Jacob, in his dream stood at the gate to heaven and the access to heaven from earth was that staircase (or ladder as we might have grown up with hearing). Jesus says that he is the access from earth to heaven, he is the one by whom we gain access to the gate of eternal life. His knowing where Nathanael was before Philip spoke to him was but a parlor trick compared to the real work Jesus came to do: giving access to eternal life to all people by removing their sins.

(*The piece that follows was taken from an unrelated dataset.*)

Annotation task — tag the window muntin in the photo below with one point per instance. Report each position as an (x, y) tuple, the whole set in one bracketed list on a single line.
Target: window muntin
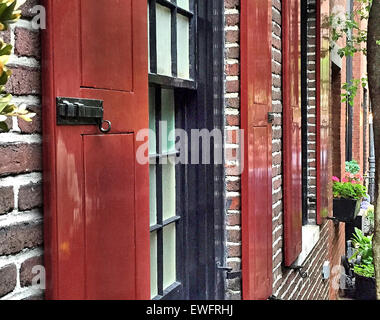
[(171, 67), (171, 41)]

This is the Jesus who has loved us, called us, saved us. He is the fulfillment of every promise God has made to us. He is everything we needed him to be. He is the Son of God who came to save us. He is our eternal king who rules all things for our eternal good. He is the one by whom we have access to eternal life because he died to pay for our sins. Do not consider this news about Jesus to be too good to be true; he is the Truth! May we like Nathanael continually come and see Jesus in the Word. May we continue to have God’s promises confirmed in the life, death, and resurrection of Jesus. May we rejoice at God’s faithfulness to his promises, faithfulness to his love, faithfulness to us! Amen.